Martin Lowson was born in Totteridge, Hertfordshire on 5 January 1938 and educated at King’s School, Worcester. He went on to study aeronautics and astronautics at the University of Southampton, obtaining a BSc (1960) followed by a PhD (1963). While still a postgraduate, he formed part of the team responsible for the world’s first authenticated instance of human-powered aircraft flight, using a system of pedals and chains to drive a propeller.
On completing his doctorate, Professor Lowson began a career in which he oscillated between universities and industry. He spent a year at the Institute of Sound and Vibration Research, where he produced a number of papers still regarded as fundamental to the theoretical understanding of noise generation, before moving to the US from 1964 to 1969 as head of applied physics at Wyle Laboratories in Huntsville, Alabama, which included work on the Saturn V rocket for the Apollo spaceflight programme.
In 1969, Professor Lowson returned to Britain and the academy as Rolls-Royce reader in fluid mechanics at Loughborough University, before being appointed chief scientist and later director of corporate development for Westland Helicopters in 1973. His final post came in 1986, as Sir George White professor of aerospace engineering at the University of Bristol, where he proved a highly effective administrator while undertaking an energetic and wide-ranging portfolio of research that continued long after he became emeritus in 2000.
Although his interests included topics such as the functions of birds’ feathers during different phases of flight, Professor Lowson became increasingly concerned with the issue of ground-based transport systems. In 1995, he set up a spin-off company, ULTRA, to develop his Personal Rapid Transit scheme. This system was awarded the contract to provide the transport for passengers to transfer from the car parks to Terminal 5 at Heathrow airport, which it is hoped will prove the first of many such projects.

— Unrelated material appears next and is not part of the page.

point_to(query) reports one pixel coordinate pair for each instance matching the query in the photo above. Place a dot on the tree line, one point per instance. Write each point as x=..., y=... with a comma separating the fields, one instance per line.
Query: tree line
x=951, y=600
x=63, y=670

Mark Lowenberg, reader in flight dynamics at Bristol, remembers Professor Lowson as someone who was “always very supportive of people and understood their diverse interests and ways of working. He was very optimistic and positive, always looking ahead rather than blaming people, and came up with new ideas in all sorts of fields, from composite materials to energy harvesting, even while developing a whole innovative approach to rapid transport.”
Professor Lowson died on 14 June and is survived by his wife Ann, a son and a daughter.